Thursday, August 28, 2008

Beer for breakfast


While I was having an early breakfast at Nobby's today, a fellow came in, sat at the bar and ordered a beer. Beer for breakfast, I remember it well. A quarter century ago, my favorite drinking time was morning when circumstances permitted, as they often did when I was supporting myself on grants and deadline-defined projects. My preference was red beer, beer and tomato juice. (There was a bar in Bend where Dick and I often ordered their morning specialty, beer and clamato juice.)

There were, and probably still are, bars in Portland that were more lively at 8 a.m. then at night. One was a bar close to the main station of the post office, home to the midnight shift getting off, who came in ready to party. Two more were Kelly's downtown and the Gypsy in NW, though both have been gentrified and no longer welcome the early morning alcoholics whose presence defines the lively morning bar. In fact, I'm not sure they're even open in the mornings any more.

Morning drinking was attractive in part, I think, because it was a way to give the finger to the 9-to-5 rhythm of the majority. Hadn't yet occurred to me that one prison is as good as another. I found much more interesting folks in bars in the mornings than at nights, and a part of me was always a spy, getting people to talk, stealing stories for my work. This goal deteriorated along the way, of course, as drinking became its own justification -- but at least I had the good fortune to find myself with a doctor who gave me a ton of shit and scared me into realizing what I was doing to myself. As the Japanese saying goes, first the man takes the drink, then the drink takes the drink, then the drink takes the man. I quit in the second stage, probably in the nick of time.

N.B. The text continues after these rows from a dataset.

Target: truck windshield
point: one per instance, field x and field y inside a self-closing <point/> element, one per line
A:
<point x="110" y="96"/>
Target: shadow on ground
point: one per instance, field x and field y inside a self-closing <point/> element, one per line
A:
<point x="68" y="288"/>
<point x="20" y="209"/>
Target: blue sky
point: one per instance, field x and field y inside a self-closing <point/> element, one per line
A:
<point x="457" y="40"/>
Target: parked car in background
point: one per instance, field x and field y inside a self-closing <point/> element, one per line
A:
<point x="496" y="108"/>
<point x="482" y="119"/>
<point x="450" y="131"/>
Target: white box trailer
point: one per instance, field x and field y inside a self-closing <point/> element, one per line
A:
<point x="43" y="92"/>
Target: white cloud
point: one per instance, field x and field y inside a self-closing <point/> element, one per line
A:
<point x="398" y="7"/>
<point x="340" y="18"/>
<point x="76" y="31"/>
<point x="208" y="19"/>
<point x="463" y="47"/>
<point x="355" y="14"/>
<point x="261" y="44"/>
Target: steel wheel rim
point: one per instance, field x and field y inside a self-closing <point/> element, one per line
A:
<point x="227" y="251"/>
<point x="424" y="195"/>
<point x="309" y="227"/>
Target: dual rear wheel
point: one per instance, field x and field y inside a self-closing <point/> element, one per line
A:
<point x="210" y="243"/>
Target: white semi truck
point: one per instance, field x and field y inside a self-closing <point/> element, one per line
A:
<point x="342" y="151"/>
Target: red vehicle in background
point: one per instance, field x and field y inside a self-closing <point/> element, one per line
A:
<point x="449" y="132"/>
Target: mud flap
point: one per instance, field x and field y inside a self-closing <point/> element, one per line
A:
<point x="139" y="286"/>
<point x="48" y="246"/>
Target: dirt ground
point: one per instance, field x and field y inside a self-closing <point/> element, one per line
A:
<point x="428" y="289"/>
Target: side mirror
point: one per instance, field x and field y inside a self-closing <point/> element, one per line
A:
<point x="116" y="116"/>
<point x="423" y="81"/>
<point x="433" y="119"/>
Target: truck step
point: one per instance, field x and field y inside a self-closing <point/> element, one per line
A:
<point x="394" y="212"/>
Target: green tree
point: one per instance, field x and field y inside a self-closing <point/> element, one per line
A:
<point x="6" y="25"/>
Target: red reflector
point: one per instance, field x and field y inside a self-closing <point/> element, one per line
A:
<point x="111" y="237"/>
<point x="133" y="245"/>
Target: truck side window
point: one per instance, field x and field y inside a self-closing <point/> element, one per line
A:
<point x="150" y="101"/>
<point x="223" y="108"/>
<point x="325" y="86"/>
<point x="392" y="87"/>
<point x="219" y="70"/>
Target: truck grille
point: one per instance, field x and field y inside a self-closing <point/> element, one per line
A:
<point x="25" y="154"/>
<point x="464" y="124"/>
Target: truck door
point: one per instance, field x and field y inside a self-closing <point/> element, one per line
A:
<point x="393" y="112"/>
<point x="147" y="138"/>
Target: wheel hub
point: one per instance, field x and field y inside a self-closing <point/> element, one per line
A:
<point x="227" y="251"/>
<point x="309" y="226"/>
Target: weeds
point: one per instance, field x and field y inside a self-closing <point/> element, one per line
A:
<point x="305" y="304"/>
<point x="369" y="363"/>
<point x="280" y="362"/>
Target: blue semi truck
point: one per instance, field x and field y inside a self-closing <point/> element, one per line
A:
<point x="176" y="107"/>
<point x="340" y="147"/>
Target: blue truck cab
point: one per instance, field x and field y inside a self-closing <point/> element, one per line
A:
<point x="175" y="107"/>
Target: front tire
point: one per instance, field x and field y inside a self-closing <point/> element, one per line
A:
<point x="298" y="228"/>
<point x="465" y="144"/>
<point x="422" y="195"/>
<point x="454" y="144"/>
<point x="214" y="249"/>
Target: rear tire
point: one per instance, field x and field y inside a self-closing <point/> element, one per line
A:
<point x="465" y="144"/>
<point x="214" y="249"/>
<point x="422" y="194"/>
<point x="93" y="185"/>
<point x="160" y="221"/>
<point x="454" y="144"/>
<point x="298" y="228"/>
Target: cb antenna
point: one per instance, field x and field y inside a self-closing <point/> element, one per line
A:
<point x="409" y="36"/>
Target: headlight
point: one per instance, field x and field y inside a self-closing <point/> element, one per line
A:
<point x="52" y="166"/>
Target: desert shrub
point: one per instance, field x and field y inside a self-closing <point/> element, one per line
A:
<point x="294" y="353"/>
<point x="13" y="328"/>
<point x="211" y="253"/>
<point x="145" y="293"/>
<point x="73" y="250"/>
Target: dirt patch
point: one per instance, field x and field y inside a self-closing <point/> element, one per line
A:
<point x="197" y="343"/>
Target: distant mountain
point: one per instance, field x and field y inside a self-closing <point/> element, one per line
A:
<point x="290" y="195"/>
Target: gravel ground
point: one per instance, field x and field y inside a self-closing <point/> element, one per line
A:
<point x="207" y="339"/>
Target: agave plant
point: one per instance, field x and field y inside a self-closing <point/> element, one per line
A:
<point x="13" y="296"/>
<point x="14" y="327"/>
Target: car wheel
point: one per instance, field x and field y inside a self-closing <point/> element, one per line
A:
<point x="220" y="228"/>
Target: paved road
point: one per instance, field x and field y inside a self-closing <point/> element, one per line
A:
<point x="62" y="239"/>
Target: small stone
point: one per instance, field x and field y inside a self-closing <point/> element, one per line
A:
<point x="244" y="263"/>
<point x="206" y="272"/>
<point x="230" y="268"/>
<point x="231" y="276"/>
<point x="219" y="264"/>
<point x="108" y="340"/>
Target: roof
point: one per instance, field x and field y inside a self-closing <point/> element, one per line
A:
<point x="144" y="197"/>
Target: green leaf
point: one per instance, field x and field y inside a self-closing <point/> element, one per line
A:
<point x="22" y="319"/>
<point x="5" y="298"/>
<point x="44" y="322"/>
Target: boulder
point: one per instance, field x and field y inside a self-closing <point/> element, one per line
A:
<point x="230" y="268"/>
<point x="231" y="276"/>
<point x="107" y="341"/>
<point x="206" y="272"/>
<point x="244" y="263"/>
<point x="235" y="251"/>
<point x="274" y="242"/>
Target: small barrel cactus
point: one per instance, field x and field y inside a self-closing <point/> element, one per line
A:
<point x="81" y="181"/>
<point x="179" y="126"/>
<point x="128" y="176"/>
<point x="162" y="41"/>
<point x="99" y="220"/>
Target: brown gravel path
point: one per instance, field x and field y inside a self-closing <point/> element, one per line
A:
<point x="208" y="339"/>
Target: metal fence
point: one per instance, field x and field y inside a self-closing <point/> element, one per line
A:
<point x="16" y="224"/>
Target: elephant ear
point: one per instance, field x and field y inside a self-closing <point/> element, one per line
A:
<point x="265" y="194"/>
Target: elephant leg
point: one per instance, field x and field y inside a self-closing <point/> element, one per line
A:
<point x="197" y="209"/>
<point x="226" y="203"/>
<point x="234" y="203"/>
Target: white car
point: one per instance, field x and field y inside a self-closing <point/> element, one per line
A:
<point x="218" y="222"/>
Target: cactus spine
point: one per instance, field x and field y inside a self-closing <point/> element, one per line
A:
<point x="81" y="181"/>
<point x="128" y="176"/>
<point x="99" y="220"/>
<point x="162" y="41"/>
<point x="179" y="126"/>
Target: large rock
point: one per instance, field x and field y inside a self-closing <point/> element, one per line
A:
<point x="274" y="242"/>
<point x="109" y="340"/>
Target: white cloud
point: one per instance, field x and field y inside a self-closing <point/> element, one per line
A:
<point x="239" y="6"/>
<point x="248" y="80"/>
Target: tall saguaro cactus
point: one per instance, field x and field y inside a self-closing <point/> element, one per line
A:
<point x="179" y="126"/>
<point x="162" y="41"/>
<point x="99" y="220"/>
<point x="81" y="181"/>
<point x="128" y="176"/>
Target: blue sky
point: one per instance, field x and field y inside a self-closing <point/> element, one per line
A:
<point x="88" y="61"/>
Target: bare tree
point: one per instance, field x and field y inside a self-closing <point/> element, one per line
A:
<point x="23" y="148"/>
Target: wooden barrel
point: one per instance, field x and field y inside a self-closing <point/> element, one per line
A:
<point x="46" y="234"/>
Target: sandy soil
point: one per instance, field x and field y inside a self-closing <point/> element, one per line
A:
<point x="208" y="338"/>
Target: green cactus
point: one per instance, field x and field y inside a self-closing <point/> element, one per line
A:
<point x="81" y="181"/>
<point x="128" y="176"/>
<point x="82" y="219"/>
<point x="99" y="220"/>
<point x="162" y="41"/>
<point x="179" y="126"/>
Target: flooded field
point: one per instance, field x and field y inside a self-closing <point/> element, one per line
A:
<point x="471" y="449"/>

Although it's not fashionable or politically correct to say so, I don't regret my drinking days. I regret singular moments of bad behavior but not the broad spectrum of behavior. I learned things I never would have learned without the experience. I also had some amazing experiences and some incredibly fun times. Of course, I have the usual list of bad behavior as well -- it's a zero sum universe -- but if you are summing to zero, there's something to be said for +100 and -100 versus +1 and -1 in energy of life experiences. There's not too much in my life I would change, and having a beer for breakfast isn't one of them.